Записки. 1793–1831 | страница 55



В этом звании я с Балашовым жил в добром согласии, и я не мог довольно им нахвалиться, — как вдруг явились обстоятельства, от меня независящие. Натурально, что я старался все заготовляемые для государя доклады писать сообразно тому, как Балашов мне говорил, что государь их любит, т. е. чтобы доклады были как можно более сокращены, переписаны четкой красивой рукою и на хорошей бумаге. По словам Балашова, государь объявил ему, что Особенная канцелярия имеет преимущества перед всеми департаментами. Один раз министр сказал мне с видом неудовольствия: «Только ваши доклады сходят, а прочие, из других департаментов, я привез». Через несколько времени объявил он мне, возвратясь от государя: «Поздравляю вас», и ироническая улыбка явилась на устах его: «Государь приказал вам исправить доклады прочих департаментов». Хотя я и видел, что мне предстоит беда, т. е. неминуемая ссора с министром, но делать было нечего, а самолюбие не позволяло пренебрегать докладами. Однажды Балашов с величайшим неудовольствием сказал мне:

— Государь приказал мне брать вас с собою в Царское Село, чтобы вы, в случае неисправности, поправляли доклады других департаментов, — и прибавил еще: — только ваши доклады и хороши.
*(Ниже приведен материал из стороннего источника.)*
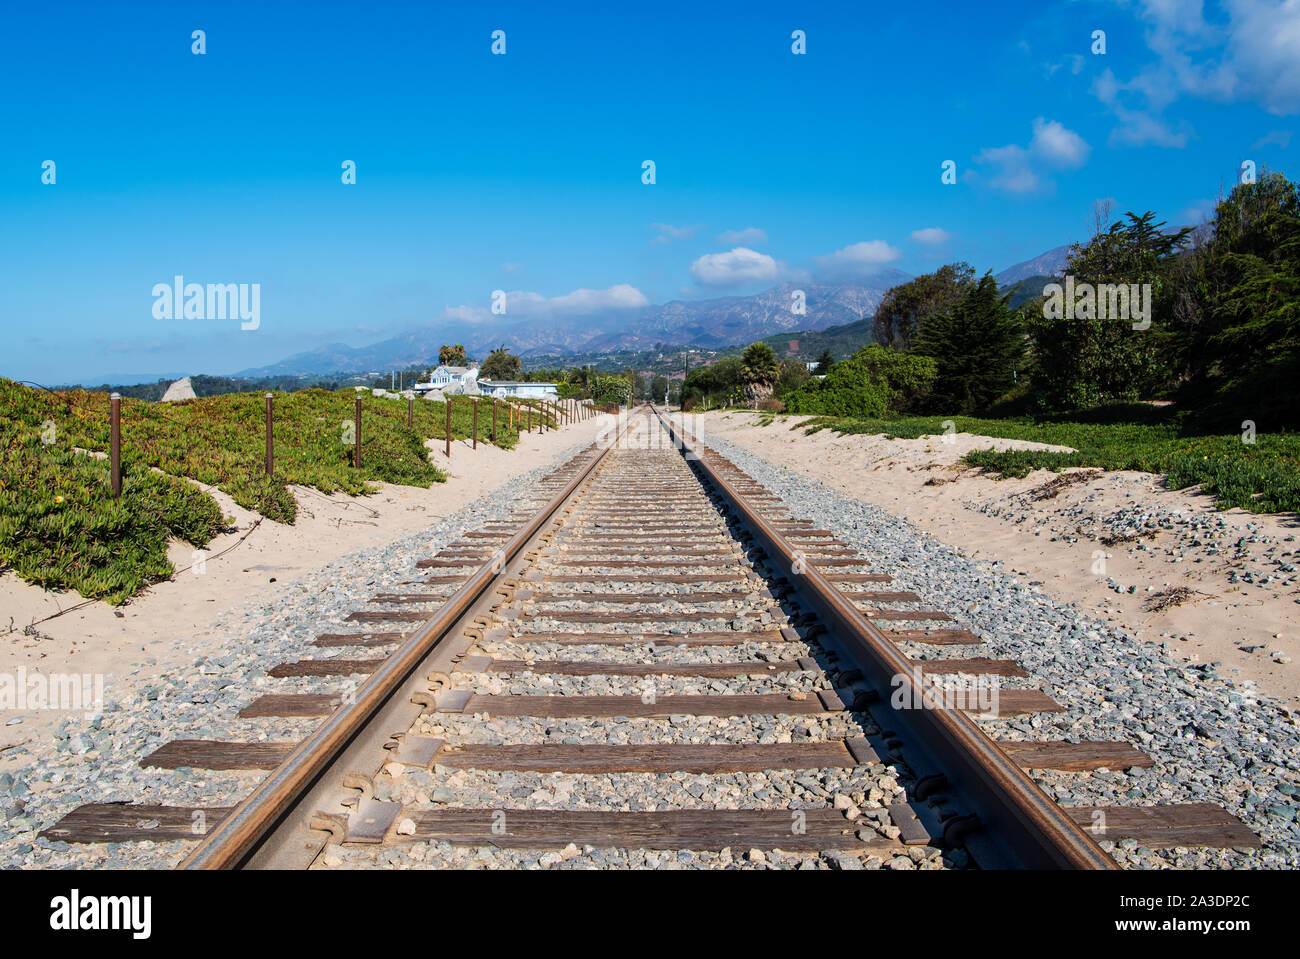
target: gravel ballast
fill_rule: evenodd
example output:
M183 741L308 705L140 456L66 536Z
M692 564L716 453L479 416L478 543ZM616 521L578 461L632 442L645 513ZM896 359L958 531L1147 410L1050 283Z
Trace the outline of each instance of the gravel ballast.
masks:
M1066 707L1064 713L988 723L995 738L1122 739L1155 760L1151 769L1035 772L1058 802L1213 802L1240 817L1264 843L1259 850L1151 850L1131 840L1103 840L1122 866L1300 865L1300 728L1283 706L1220 676L1218 664L1178 662L1164 644L1143 642L1122 625L1054 600L999 562L972 561L905 520L726 440L712 437L708 445L782 497L793 515L815 517L893 574L890 588L916 591L927 606L953 616L953 625L985 641L944 655L1015 659ZM905 648L912 656L936 656L915 644Z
С сего времени я уже всегда ездил с министром в Царское Село.

Однажды, в Царском же Селе, Балашов, вышедши от государя, объявил мне:

— Государь желает вас видеть; пойдемте в сад; там мы его встретим.

Так, действительно, и было; государь, поравнявшись с нами, остановился и разговаривал с Балашовым о погоде, переменах, которые желает сделать во дворце, в саду, и во все время разговора смотрел пристально в лорнет на меня.
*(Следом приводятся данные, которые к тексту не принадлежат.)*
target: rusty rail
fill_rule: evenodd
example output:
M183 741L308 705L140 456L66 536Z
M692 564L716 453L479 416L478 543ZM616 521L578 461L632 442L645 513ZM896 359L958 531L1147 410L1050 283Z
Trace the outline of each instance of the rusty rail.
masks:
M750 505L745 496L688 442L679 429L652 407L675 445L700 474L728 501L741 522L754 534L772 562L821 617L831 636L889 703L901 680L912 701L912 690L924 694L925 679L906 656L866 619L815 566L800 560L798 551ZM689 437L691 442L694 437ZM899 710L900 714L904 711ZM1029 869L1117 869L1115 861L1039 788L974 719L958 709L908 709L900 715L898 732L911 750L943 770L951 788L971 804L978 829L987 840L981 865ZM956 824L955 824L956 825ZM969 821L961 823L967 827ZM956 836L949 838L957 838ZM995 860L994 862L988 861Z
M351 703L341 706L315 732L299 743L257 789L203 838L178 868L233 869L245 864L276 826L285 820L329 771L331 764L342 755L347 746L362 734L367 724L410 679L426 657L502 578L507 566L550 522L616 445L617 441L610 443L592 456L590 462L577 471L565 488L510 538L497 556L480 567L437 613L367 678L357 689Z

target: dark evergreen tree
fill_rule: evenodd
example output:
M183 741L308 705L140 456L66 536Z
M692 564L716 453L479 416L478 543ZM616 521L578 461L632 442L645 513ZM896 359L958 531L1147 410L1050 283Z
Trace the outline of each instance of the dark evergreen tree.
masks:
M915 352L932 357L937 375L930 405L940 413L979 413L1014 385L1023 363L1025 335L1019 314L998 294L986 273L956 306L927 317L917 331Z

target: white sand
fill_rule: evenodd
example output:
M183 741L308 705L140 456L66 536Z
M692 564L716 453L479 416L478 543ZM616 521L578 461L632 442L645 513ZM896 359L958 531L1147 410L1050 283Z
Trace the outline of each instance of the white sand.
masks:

Когда государь удалился, Балашов с иронической улыбкой сказал мне:

— Поздравляю вас, вы теперь с государем познакомились.

— Да! — отвечал я. — Как статуя, на которую смотрят. Ваше превосходительство забыли сказать про меня, что я, как статуя Мемнона, издаю звуки при появлении солнца[116].
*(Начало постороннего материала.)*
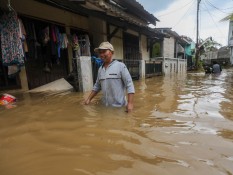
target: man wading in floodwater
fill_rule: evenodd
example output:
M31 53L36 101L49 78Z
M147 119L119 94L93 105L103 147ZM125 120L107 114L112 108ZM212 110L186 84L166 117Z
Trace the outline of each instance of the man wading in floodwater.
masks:
M126 106L126 111L133 110L133 96L135 93L132 78L124 63L113 61L114 48L109 42L103 42L95 48L103 65L99 68L96 83L89 97L85 100L88 105L100 90L103 92L102 102L106 106ZM128 102L125 98L128 93Z

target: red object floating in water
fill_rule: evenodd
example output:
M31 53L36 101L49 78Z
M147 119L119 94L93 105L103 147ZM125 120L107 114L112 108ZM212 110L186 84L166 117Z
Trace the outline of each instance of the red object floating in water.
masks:
M0 105L8 105L10 103L14 103L16 98L10 94L3 94L0 98Z

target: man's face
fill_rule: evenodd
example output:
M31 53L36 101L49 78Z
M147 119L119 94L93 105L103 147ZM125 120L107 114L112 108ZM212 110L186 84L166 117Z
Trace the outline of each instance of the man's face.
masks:
M104 62L109 62L112 59L112 52L110 50L99 50L99 57Z

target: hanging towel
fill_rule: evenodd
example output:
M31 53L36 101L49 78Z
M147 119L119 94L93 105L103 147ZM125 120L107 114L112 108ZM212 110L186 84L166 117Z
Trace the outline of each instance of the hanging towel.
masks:
M55 26L52 25L51 26L51 35L52 35L52 39L53 39L53 42L57 42L57 36L56 36L56 32L55 32Z
M68 41L67 35L65 33L62 33L61 34L61 42L60 42L61 48L66 49L68 47L68 43L69 43L69 41Z

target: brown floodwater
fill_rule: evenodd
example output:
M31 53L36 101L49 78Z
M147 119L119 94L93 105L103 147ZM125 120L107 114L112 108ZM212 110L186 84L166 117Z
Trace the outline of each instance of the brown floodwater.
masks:
M233 174L233 69L135 81L135 109L19 93L0 107L0 175Z

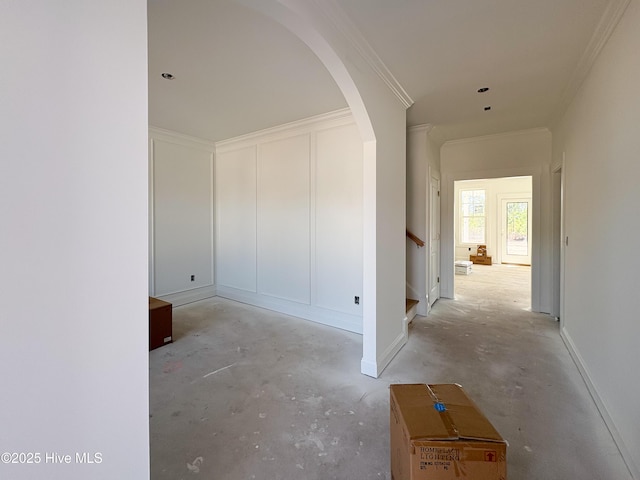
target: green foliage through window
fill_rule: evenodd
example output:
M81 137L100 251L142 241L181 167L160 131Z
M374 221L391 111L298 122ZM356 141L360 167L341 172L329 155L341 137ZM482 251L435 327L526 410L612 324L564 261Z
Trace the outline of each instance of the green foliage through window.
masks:
M507 202L507 255L528 254L529 204Z

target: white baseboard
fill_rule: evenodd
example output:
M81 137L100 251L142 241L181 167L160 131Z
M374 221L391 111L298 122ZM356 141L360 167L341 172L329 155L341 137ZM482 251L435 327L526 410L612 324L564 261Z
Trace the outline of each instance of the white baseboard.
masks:
M616 446L618 447L618 450L620 451L620 455L622 455L622 459L624 460L625 464L627 465L627 468L629 469L629 473L631 473L631 476L634 478L634 480L640 480L640 468L638 468L638 465L635 464L635 461L631 456L631 452L629 451L626 444L624 443L624 440L620 436L620 432L618 432L618 429L616 428L616 425L613 422L613 419L611 418L611 415L609 414L607 407L602 401L602 397L598 393L598 389L596 388L591 378L591 375L589 374L589 369L585 365L585 362L582 356L580 355L580 352L576 348L576 345L575 343L573 343L573 340L571 339L569 332L567 332L565 328L562 328L560 330L560 337L562 338L562 341L567 347L567 350L569 350L569 354L571 355L571 358L573 358L573 361L578 367L578 370L580 371L580 375L582 375L582 379L584 380L584 383L587 385L587 389L591 394L591 398L593 398L593 401L596 404L596 408L600 412L600 415L602 416L604 423L606 424L607 428L609 429L609 432L611 433L611 436L613 437L613 441L615 442Z
M184 292L170 293L168 295L161 295L156 298L164 300L173 304L174 307L180 305L186 305L187 303L197 302L204 300L205 298L211 298L216 296L216 286L208 285L206 287L194 288L193 290L185 290Z
M219 286L217 288L219 297L246 303L255 307L266 308L285 315L304 318L312 322L321 323L330 327L340 328L349 332L362 335L362 317L344 312L329 310L314 305L307 305L291 300L260 295L255 292L248 292L232 287Z
M387 368L387 365L391 363L393 357L395 357L402 347L404 347L405 343L407 343L407 339L409 338L408 331L409 319L404 317L402 320L402 332L400 332L395 340L382 352L382 355L376 359L375 364L363 358L360 362L360 372L363 375L378 378L384 369Z

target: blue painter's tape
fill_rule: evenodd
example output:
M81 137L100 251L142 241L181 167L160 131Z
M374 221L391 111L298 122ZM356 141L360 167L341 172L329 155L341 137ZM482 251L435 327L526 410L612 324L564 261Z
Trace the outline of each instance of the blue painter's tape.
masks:
M442 402L434 403L433 408L435 408L439 412L444 412L447 409L447 407Z

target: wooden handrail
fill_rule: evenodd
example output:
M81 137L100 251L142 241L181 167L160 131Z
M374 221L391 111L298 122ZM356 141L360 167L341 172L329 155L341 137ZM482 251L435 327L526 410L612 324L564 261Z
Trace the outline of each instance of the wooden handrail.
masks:
M424 242L420 240L417 236L407 230L407 237L409 237L418 247L424 247Z

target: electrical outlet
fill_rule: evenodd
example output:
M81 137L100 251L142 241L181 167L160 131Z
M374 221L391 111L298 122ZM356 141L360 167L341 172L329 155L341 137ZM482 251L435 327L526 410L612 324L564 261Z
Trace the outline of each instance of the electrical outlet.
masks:
M353 301L356 305L360 305L360 297L353 297Z
M471 247L469 247L469 251L471 251Z
M196 276L195 275L191 275L191 281L195 282L196 281Z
Балашов кисло улыбнулся, и мы возвратились в кавалерские наши комнаты. Наконец, объявил мне Балашов:

— Государь спрашивал меня, не пожелаете ли вы быть полицеймейстером в Петербурге. Я отвечал, — продолжал Балашов, — что это место может (быть) для вас не годится: вы добротою своею и религиозностию все можете испортить.

Я поблагодарил Балашова за столь лестный для меня отзыв. Не менее того, я уже готовился подать в отставку, во избежание худшего, как внезапно следующий неожиданный случай, встретившийся со мной, остановил меня.